Mme Bokova est diplômée de l’Institut d’Etat de Moscou des Relations Internationales et a étudié à l’Université du Maryland (Washington) et à l’Ecole JFK de l’Université de Harvard.
 
Elle prône et défend l’égalité des genres et une éducation de qualité pour tous. En plus de sa langue maternelle, elle parle anglais, français, espagnol et russe.
 
Mme Bokova est mariée et a deux grands enfants qui vivent et travaillent aux Etats-Unis.
 
Antonio Guterres, 66 ans, ancien haut-commissaire de l’ONU pour les réfugiés de 2005 à 2015.
 
A la tête de l’agence de l’ONU pour les réfugiés (HCR), M. Guterres a géré certaines des plus grandes crises de déplacement dans le monde des dernières décennies, notamment les conflits en Syrie et en Irak. De 1995 à 2002, M. Guterres a été le Premier ministre du Portugal.
 
Il est diplômé de l’Institut supérieur technique du Portugal où il a obtenu un diplôme en ingénierie. Il parle couramment le portugais, l’anglais, le français et l’espagnol.

Danilo Turk, 64 ans, ancien président de la Slovénie de 2007 à 2012.
 

M. Turk a été le premier ambassadeur slovène aux Nations Unies de 1992 à 2000 et secrétaire général assistant de l’ONU chargé des affaires politiques de 2000 à 2005. M. Turk parle slovène, anglais, français et serbo-croate.
 
Après son diplôme de la Faculté de droit de l’Université de Ljubljana en Slovénie en 1975, il a obtenu un master en droit à l’Université de Belgrade en Serbie en 1978. En 1982, il a obtenu un doctorat de la Faculté de droit de Ljubljana.
 
M. Turk est marié à Barbara Turk depuis 1976. Ensemble, ils ont une fille et une petite-fille.
 
Vesna Pusic, 63 ans, ancienne ministre croate des Affaires étrangères.
 
Mme Pusic est la vice- présidente du parlement croate depuis le 3 février 2016. De décembre 2011 à janvier 2016, elle a occupé le poste de ministre des Affaires étrangères et européennes.
 
Elle est diplômée de l’Université de Zagreb où elle a obtenu un diplôme de sociologie et de philosophie en 1976. En 1984, elle obtient également un doctorat en sociologie.
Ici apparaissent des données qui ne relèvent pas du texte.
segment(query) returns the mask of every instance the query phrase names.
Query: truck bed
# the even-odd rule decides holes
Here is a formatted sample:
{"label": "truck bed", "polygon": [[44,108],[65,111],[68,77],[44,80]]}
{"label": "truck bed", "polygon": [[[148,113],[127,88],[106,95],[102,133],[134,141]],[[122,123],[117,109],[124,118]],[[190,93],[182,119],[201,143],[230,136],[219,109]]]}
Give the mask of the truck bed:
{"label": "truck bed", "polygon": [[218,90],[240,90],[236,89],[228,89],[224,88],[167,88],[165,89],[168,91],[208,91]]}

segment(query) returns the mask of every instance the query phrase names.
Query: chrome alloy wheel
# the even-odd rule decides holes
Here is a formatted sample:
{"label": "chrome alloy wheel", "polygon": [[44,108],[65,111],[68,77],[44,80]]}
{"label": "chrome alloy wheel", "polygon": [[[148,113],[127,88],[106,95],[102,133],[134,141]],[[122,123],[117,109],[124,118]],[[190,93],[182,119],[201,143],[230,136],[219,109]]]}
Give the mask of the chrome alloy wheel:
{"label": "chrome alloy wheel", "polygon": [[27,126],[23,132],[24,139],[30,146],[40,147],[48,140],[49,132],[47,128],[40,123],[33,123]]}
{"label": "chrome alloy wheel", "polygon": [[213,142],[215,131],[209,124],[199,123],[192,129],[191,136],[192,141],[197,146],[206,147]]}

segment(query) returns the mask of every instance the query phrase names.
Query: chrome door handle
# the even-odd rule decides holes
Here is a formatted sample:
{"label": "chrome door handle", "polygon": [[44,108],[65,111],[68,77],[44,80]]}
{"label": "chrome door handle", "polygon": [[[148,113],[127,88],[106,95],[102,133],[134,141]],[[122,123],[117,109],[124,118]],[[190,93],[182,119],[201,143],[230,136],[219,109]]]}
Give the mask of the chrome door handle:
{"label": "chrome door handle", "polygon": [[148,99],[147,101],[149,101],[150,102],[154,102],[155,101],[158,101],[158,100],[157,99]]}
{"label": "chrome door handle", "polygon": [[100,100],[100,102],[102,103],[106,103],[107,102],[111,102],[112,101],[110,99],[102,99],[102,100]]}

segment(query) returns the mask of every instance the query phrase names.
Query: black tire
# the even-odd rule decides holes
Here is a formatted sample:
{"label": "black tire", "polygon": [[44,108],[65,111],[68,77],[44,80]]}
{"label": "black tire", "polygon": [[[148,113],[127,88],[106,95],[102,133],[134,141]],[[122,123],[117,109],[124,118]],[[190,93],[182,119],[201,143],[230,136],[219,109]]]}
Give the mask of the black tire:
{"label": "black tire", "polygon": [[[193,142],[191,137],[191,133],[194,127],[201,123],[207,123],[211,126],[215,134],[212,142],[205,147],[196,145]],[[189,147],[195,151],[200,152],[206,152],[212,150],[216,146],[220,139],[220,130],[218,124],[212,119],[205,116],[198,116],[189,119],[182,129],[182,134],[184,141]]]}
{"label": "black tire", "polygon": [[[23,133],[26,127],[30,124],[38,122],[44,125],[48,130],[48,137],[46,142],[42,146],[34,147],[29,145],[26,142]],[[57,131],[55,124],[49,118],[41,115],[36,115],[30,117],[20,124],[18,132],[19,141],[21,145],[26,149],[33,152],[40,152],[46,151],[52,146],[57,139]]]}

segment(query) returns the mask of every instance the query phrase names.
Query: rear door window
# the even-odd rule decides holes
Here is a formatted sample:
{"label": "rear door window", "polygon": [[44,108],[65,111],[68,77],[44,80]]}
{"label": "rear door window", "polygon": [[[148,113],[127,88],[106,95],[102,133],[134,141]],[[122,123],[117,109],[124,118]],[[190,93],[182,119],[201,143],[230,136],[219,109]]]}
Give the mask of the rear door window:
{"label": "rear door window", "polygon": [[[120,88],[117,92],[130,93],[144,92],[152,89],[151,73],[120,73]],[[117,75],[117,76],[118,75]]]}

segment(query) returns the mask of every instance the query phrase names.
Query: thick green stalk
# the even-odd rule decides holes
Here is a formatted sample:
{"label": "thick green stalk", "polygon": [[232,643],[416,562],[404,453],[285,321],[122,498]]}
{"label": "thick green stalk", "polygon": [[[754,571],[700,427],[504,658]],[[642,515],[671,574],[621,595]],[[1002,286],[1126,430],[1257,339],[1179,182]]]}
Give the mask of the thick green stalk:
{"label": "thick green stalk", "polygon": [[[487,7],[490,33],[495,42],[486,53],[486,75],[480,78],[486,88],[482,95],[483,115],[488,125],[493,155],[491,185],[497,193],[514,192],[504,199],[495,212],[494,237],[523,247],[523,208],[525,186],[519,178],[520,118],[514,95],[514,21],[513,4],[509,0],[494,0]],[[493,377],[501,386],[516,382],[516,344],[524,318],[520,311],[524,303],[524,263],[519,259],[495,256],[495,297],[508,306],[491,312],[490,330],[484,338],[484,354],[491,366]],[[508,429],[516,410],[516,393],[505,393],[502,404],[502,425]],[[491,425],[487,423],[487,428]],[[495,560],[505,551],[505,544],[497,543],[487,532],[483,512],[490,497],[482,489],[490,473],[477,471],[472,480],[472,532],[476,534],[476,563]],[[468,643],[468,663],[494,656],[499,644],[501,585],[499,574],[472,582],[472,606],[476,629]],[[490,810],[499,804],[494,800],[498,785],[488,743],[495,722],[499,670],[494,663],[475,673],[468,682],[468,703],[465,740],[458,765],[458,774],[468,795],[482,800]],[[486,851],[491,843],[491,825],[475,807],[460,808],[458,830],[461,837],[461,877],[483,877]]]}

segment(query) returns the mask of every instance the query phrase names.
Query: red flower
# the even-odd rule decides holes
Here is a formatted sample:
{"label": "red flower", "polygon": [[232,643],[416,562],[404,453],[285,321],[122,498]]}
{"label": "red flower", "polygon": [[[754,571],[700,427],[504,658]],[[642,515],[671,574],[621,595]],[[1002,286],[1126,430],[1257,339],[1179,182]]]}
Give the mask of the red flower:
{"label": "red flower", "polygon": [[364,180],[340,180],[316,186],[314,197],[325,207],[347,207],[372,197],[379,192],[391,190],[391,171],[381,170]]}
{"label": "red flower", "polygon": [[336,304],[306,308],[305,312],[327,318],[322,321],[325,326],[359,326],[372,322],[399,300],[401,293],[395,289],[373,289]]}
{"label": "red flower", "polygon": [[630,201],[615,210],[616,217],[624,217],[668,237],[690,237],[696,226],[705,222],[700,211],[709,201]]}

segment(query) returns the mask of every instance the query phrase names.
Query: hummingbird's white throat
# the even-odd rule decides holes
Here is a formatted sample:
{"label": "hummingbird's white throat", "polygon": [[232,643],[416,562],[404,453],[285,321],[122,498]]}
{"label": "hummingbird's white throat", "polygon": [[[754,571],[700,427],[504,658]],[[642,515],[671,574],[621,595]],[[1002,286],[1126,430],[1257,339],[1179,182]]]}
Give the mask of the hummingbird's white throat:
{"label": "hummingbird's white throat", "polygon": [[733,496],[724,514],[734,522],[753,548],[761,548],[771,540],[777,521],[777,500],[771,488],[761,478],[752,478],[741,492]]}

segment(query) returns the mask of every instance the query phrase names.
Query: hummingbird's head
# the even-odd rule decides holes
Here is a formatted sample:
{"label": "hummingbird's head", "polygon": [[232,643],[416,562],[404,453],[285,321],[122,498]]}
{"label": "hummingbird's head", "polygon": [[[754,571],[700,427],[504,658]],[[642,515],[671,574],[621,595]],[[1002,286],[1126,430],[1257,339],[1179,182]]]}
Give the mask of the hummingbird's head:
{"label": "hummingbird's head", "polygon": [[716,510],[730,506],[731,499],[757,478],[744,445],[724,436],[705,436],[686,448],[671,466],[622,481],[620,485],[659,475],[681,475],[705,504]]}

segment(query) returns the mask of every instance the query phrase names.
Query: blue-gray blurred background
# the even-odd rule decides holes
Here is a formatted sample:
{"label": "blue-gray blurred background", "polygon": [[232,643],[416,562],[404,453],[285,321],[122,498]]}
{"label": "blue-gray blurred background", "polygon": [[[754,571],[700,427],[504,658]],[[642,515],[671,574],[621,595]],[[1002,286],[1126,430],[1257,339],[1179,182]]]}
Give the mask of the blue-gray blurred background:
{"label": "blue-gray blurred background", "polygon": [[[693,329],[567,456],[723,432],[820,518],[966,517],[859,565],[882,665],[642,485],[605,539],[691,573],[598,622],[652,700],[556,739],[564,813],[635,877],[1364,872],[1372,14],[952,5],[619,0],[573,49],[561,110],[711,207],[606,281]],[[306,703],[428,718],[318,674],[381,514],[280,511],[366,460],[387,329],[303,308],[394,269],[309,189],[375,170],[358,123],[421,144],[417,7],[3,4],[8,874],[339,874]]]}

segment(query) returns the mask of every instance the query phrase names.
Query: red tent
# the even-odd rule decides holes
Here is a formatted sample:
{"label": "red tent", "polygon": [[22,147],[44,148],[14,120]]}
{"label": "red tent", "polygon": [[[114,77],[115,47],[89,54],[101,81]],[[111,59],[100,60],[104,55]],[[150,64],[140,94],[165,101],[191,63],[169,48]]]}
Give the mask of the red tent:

Mme Pusic parle le croate, l’anglais et l’allemand couramment. Elle est mariée et a une fille.
 
Natalia Gherman, 47 ans, ancienne ministre des Affaires étrangères et de l’Intégration européenne de Moldavie.
 
Mme Gherman a été ministre moldave des Affaires étrangères et de l’Intégration européenne et de vice-Premier ministre de 2013 à janvier 2016. Elle a également été autrefois ambassadrice moldave en Autriche et ambassadrice en Suède, en Norvège et en Finlande. Elle est la fille de Mirea Snegur, le premier président de la Moldavie.
 
Mme Gherman a obtenu une licence en lettres de l’Université d’Etat de Moldavie. En 1999, elle a achevé une maîtrise en lettres au King’s College de Londres. Elle parle le roumain, l’anglais, le russe et l’allemand. Mme Gherman a un fils.

Helen Clark, 66 ans, administratrice du Programme de l’ONU pour le Développement.
 

Elle a été la première femme Premier ministre de la Nouvelle-Zélande de 1999 à 2008 (trois mandats consécutifs). Depuis 2009, Mme Clark est la première femme à occuper la troisième position la plus élevée de l’ONU en tant qu’administratrice du Programme de l’ONU pour le Développement (PNUD).
 
Mme Clark est diplômée d’une maîtrise ès arts en études politiques de l’Université d’Auckland. Elle a longtemps enseigné les études politiques à l’université.
 
Srgjan Kerim, 67 ans, ancien Premier ministre de Macédoine et ancien président de l’Assemblée générale de l’ONU.
 
De 2000 à 2001, M. Kerim a été ministre des Affaires étrangères de Macédoine. Il est devenu représentant permanent de Macédoine aux Nations Unies de 2001 à 2003. De 2007 à 2008, M. Kerim a été président de la 62ème session de l’Assemblée générale de l’ONU. Entre 2008 et 2009, il a occupé le poste de représentant spécial du secrétaire général de l’ONU sur le changement climatique.
 
M. Kerim est titulaire d’un doctorat en sciences économiques de la Faculté d’économie à l’Université de Belgrade. Il parle neuf langues: le macédonien, l’anglais, le français, l’allemand, l’espagnol, l’italien, le serbe, le croate et le bulgare.
 
M. Kerim est marié et a trois enfants et deux petits-enfants.